Pareciera ser que la respuesta a esta última pregunta es positiva,
aunque también podríamos pensar que es al revés: que si en los planos
máximos de poder no se dieran conductas de este tipo tampoco pasaría
entre los ciudadanos de a pie.
No obstante, más allá de estas
especulaciones, podemos decir que en nuestra dinámica social la
corrupción se ha naturalizado de tal forma que hasta dejamos de
señalarla bajo esta palabra.
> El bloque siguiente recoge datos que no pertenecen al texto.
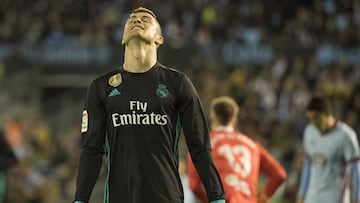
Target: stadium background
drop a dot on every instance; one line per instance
(270, 55)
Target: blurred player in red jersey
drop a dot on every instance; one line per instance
(238, 159)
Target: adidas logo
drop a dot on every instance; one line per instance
(114, 92)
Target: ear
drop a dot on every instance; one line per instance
(159, 40)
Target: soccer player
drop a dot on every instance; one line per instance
(133, 115)
(238, 159)
(331, 149)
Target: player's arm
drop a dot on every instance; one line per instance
(93, 132)
(195, 184)
(196, 133)
(275, 173)
(305, 177)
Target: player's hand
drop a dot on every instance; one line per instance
(299, 200)
(263, 198)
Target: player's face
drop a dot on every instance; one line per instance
(142, 26)
(319, 119)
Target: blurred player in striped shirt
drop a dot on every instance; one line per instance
(331, 150)
(238, 159)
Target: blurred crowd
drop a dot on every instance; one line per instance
(272, 96)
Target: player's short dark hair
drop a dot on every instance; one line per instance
(320, 104)
(224, 109)
(142, 9)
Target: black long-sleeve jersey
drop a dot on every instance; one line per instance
(135, 120)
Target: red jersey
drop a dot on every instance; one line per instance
(239, 161)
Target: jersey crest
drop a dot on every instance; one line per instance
(115, 80)
(162, 91)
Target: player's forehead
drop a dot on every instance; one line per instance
(141, 14)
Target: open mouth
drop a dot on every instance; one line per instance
(137, 27)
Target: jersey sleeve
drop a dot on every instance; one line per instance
(93, 137)
(196, 133)
(195, 184)
(273, 170)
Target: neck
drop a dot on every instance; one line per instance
(215, 125)
(139, 56)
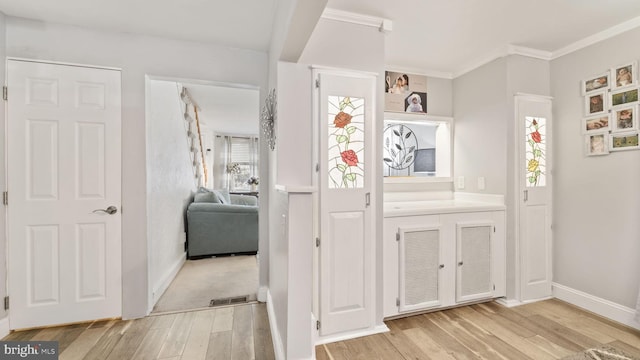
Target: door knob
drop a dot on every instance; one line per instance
(110, 210)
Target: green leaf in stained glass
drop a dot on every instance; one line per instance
(350, 177)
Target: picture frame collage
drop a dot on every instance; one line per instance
(611, 110)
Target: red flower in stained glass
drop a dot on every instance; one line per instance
(536, 136)
(342, 119)
(349, 157)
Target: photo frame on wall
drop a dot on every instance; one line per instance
(625, 96)
(624, 119)
(624, 75)
(597, 144)
(596, 103)
(597, 82)
(405, 92)
(623, 141)
(596, 124)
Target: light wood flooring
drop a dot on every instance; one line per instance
(550, 329)
(240, 333)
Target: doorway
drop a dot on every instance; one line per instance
(201, 143)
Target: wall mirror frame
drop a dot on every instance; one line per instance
(417, 148)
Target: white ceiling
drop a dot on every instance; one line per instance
(451, 36)
(226, 110)
(446, 36)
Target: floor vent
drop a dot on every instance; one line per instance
(229, 301)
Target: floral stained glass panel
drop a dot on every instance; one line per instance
(346, 142)
(536, 151)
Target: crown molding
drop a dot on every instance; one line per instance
(382, 24)
(529, 52)
(593, 39)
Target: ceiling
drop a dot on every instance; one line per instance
(446, 36)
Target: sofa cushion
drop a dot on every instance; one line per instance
(206, 197)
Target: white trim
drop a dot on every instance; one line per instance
(509, 302)
(4, 327)
(295, 189)
(62, 63)
(603, 307)
(263, 292)
(384, 25)
(276, 338)
(528, 52)
(353, 334)
(166, 280)
(596, 38)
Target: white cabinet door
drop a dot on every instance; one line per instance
(347, 175)
(474, 278)
(420, 268)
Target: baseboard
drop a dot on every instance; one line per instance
(167, 278)
(352, 334)
(4, 327)
(278, 347)
(606, 308)
(262, 293)
(509, 302)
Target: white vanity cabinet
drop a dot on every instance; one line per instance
(441, 257)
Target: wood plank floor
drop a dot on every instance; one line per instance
(550, 329)
(241, 332)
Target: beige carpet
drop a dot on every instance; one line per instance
(200, 281)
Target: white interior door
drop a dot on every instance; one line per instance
(533, 116)
(346, 107)
(63, 170)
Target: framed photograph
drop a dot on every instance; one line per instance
(623, 76)
(597, 144)
(595, 124)
(595, 82)
(624, 119)
(623, 141)
(596, 103)
(401, 90)
(624, 97)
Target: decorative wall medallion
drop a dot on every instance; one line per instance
(268, 119)
(400, 144)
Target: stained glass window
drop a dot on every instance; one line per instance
(536, 140)
(346, 142)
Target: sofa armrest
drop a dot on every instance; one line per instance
(221, 208)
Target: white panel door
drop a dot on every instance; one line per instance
(63, 171)
(346, 108)
(533, 117)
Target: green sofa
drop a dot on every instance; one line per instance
(221, 224)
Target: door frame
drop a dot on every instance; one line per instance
(517, 189)
(5, 323)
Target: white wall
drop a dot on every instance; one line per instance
(484, 132)
(170, 183)
(596, 208)
(136, 55)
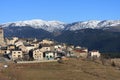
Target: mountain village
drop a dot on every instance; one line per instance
(26, 50)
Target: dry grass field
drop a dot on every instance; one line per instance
(73, 69)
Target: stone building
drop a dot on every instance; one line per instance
(2, 42)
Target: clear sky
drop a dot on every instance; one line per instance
(62, 10)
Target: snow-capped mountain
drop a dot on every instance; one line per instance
(94, 24)
(57, 25)
(38, 24)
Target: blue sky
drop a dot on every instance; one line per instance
(62, 10)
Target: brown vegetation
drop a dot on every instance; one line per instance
(72, 69)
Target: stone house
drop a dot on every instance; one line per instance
(37, 54)
(94, 53)
(16, 54)
(49, 55)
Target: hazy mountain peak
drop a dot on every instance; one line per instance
(57, 25)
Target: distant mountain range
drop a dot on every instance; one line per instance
(100, 35)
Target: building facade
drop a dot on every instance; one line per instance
(2, 42)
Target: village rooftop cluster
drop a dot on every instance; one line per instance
(18, 49)
(35, 50)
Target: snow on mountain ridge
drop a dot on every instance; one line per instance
(57, 25)
(37, 23)
(94, 24)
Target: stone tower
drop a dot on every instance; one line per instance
(2, 42)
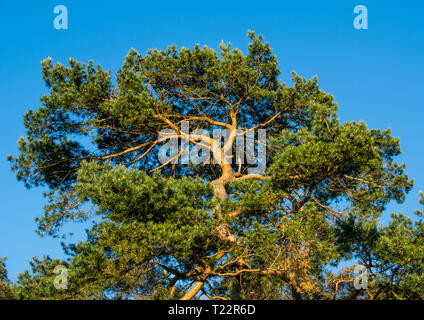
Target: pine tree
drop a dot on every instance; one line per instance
(219, 230)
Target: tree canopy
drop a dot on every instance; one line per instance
(219, 229)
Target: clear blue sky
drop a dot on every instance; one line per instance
(375, 74)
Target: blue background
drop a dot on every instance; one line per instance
(375, 74)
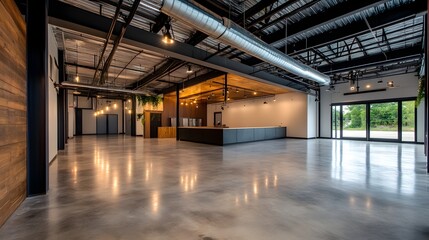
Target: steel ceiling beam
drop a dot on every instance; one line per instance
(118, 40)
(106, 42)
(269, 14)
(331, 14)
(387, 18)
(160, 22)
(172, 64)
(284, 17)
(196, 80)
(67, 16)
(404, 54)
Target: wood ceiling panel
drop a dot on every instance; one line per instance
(212, 91)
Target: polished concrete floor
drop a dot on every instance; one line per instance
(134, 188)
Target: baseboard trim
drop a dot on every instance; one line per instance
(301, 138)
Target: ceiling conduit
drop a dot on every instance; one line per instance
(232, 34)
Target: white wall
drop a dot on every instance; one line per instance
(52, 95)
(289, 109)
(405, 86)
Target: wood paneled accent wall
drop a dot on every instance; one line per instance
(189, 111)
(13, 109)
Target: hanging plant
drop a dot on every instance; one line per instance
(154, 100)
(421, 90)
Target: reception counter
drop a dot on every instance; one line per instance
(225, 136)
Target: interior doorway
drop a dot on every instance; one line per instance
(217, 119)
(107, 124)
(155, 122)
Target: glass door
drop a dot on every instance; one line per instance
(384, 121)
(335, 123)
(354, 121)
(408, 131)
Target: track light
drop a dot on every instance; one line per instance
(167, 37)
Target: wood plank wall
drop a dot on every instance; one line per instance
(13, 109)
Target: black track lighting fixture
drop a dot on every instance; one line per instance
(167, 37)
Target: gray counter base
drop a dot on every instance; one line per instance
(225, 136)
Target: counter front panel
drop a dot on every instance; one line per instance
(224, 136)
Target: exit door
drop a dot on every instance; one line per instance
(155, 122)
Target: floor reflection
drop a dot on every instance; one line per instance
(386, 166)
(134, 188)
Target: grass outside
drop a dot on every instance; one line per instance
(383, 128)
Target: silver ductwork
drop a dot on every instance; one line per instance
(105, 89)
(232, 34)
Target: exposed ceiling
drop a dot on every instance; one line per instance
(335, 37)
(238, 88)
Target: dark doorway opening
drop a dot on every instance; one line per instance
(155, 122)
(217, 119)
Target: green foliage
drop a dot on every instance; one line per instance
(421, 90)
(354, 116)
(154, 100)
(408, 114)
(384, 115)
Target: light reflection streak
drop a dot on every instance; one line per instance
(188, 182)
(155, 202)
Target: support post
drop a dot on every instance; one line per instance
(426, 44)
(177, 110)
(133, 116)
(61, 106)
(37, 98)
(225, 91)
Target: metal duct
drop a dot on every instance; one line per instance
(236, 36)
(105, 89)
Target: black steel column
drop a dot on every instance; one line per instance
(123, 117)
(61, 107)
(66, 114)
(225, 90)
(177, 110)
(133, 117)
(426, 91)
(37, 98)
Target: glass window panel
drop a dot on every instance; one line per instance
(384, 120)
(408, 121)
(335, 121)
(354, 121)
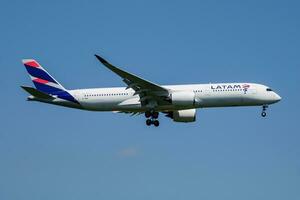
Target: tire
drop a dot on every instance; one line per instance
(156, 123)
(155, 115)
(148, 122)
(147, 114)
(263, 114)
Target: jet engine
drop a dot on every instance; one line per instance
(188, 115)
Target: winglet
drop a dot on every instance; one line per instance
(101, 59)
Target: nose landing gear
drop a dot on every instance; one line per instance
(152, 117)
(263, 113)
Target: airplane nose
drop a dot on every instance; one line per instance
(277, 97)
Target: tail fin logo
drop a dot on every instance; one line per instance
(44, 82)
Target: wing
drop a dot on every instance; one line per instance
(150, 93)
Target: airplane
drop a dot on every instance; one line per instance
(178, 102)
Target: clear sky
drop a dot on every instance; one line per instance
(49, 152)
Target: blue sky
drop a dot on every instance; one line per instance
(49, 152)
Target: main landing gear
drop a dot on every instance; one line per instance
(263, 113)
(152, 118)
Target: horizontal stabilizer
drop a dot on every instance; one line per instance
(36, 93)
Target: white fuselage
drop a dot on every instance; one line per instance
(206, 95)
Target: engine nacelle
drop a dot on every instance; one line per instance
(188, 115)
(183, 98)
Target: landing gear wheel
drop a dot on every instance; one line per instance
(148, 122)
(155, 115)
(156, 123)
(147, 114)
(263, 114)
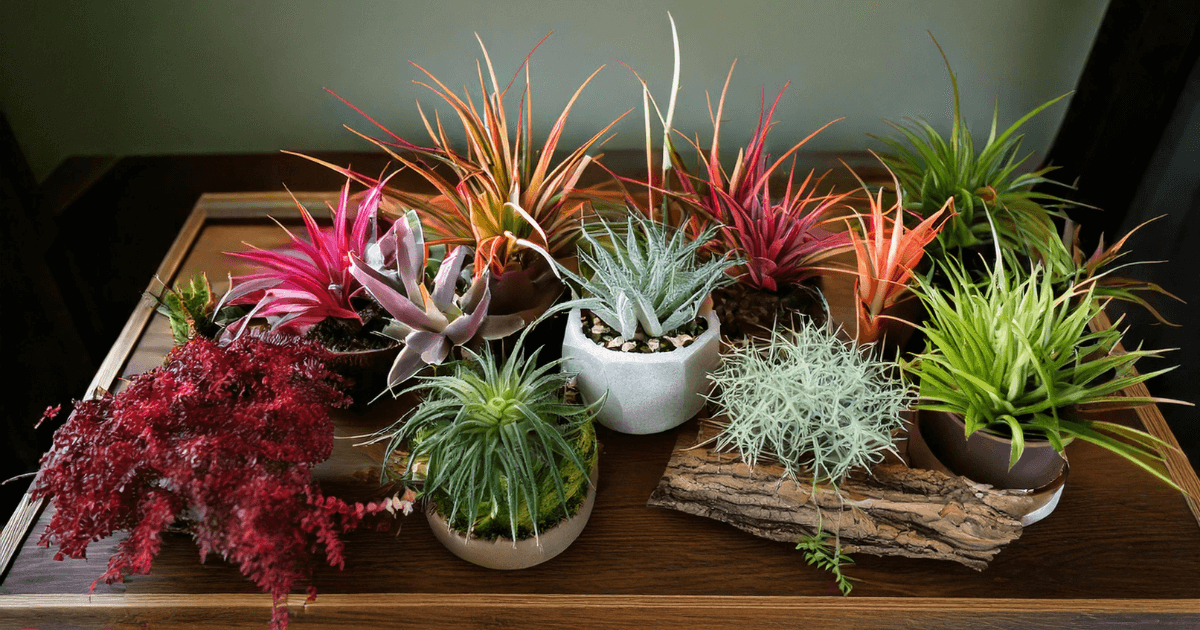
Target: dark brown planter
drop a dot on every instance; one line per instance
(983, 457)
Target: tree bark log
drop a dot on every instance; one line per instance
(893, 511)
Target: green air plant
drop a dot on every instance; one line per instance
(814, 405)
(645, 275)
(1013, 355)
(988, 183)
(497, 448)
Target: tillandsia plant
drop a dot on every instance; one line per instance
(1097, 269)
(505, 197)
(887, 256)
(192, 310)
(430, 323)
(646, 276)
(810, 402)
(228, 433)
(1013, 355)
(497, 448)
(988, 186)
(298, 291)
(813, 403)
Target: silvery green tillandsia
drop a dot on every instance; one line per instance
(810, 402)
(645, 275)
(813, 403)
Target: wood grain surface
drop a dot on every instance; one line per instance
(1120, 551)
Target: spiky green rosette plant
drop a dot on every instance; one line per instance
(1013, 355)
(496, 447)
(813, 403)
(645, 276)
(984, 183)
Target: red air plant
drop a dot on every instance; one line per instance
(304, 287)
(783, 243)
(507, 198)
(887, 253)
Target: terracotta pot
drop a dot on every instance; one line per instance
(505, 555)
(984, 457)
(366, 369)
(647, 393)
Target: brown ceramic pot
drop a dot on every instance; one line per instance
(983, 457)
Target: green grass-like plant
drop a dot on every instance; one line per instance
(810, 402)
(643, 274)
(988, 183)
(493, 443)
(1011, 355)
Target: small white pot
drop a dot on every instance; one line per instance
(647, 393)
(502, 553)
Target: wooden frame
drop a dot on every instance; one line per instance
(495, 598)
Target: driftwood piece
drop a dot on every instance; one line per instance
(894, 511)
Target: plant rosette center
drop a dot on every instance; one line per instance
(604, 335)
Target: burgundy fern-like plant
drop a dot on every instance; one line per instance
(226, 433)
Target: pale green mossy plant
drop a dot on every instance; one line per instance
(645, 275)
(810, 402)
(1013, 354)
(814, 405)
(496, 447)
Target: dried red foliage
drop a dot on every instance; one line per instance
(227, 435)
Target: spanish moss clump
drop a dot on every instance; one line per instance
(810, 402)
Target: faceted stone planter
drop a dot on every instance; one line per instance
(647, 393)
(502, 553)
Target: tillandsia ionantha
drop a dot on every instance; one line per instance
(496, 447)
(1014, 355)
(505, 197)
(813, 403)
(887, 256)
(646, 277)
(988, 186)
(429, 322)
(1097, 269)
(781, 243)
(299, 289)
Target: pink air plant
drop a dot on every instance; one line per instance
(313, 281)
(887, 255)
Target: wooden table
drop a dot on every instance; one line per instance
(1121, 550)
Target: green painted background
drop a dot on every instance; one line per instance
(166, 77)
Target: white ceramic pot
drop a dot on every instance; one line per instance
(502, 553)
(647, 393)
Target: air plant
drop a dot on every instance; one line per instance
(808, 401)
(647, 276)
(1014, 354)
(780, 243)
(300, 289)
(985, 185)
(1096, 269)
(887, 255)
(497, 448)
(429, 322)
(505, 197)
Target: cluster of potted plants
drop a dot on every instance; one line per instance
(438, 295)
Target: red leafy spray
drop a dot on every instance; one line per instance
(228, 433)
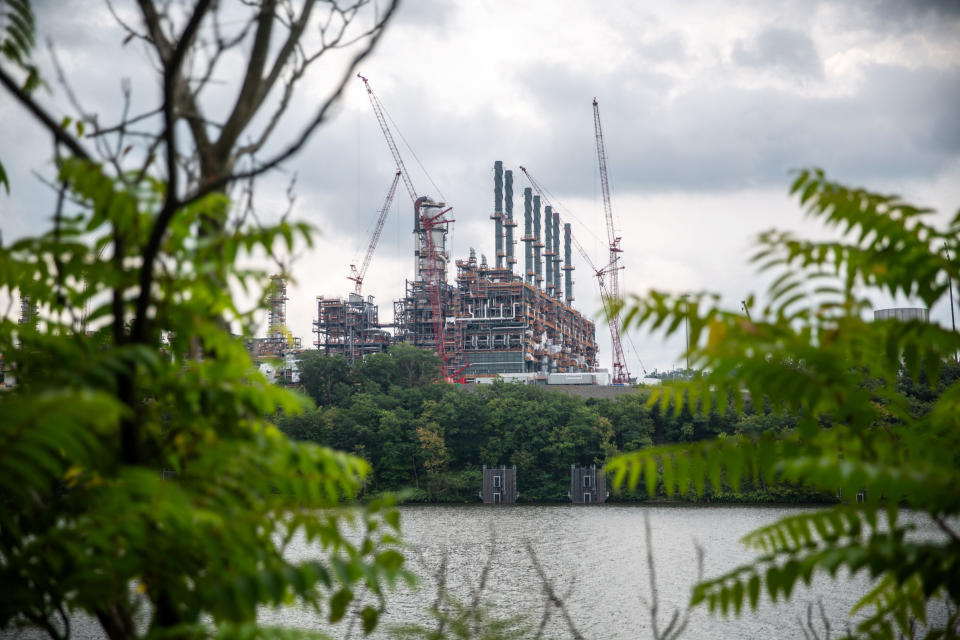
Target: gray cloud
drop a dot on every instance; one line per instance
(781, 50)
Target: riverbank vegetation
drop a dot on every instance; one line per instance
(432, 439)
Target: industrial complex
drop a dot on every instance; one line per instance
(484, 318)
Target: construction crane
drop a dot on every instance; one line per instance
(422, 225)
(378, 112)
(606, 296)
(612, 271)
(357, 274)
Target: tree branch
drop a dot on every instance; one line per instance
(219, 182)
(170, 84)
(40, 114)
(247, 100)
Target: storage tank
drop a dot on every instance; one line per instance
(903, 314)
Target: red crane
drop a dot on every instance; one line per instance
(424, 225)
(432, 266)
(612, 271)
(378, 112)
(355, 274)
(599, 273)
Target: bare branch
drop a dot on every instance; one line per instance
(551, 594)
(40, 114)
(219, 182)
(248, 99)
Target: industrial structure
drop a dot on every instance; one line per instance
(485, 319)
(903, 314)
(275, 355)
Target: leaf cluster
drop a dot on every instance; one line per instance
(141, 478)
(811, 352)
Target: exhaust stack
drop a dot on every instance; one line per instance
(497, 214)
(567, 267)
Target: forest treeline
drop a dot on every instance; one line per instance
(432, 438)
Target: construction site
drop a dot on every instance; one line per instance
(483, 319)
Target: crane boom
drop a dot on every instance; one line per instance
(606, 296)
(357, 275)
(378, 112)
(620, 373)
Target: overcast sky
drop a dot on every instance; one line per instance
(706, 108)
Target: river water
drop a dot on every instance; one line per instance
(596, 558)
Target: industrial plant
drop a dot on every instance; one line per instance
(485, 318)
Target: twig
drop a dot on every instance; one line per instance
(40, 114)
(552, 597)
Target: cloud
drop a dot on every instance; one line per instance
(780, 50)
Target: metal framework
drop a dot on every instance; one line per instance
(357, 275)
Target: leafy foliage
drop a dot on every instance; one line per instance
(140, 477)
(433, 437)
(812, 354)
(18, 28)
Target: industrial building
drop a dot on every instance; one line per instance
(276, 354)
(486, 318)
(587, 485)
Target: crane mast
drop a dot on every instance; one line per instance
(606, 296)
(424, 226)
(612, 271)
(378, 112)
(355, 274)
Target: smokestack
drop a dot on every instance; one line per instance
(537, 243)
(547, 219)
(567, 267)
(528, 236)
(508, 222)
(497, 214)
(556, 253)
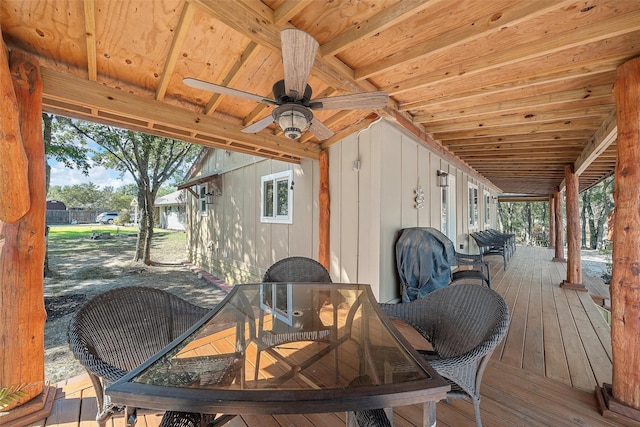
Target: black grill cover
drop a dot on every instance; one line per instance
(423, 257)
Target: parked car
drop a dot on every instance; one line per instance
(106, 217)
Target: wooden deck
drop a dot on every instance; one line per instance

El “folklore” de buscar ventaja por sobre
los otros, de torcer las leyes en nuestro favor, de aprovecharnos de
“grises” legales para obtener beneficios que de otra manera no podríamos
alcanzar responde la a-crítica incorporación de la lógica corrupta, es
decir, de echar a perder posibilidades de equidad e igualdad entre todos
los ciudadanos y ciudadanas.
En este sentido cabe aclarar que un acto corrupto también ha de medirse por su alcance: sin duda alguna condonar
a una empresa familiar una deuda millonaria hacia el Estado puede traer
muchos más perjuicios a una sociedad que estacionar en doble fila.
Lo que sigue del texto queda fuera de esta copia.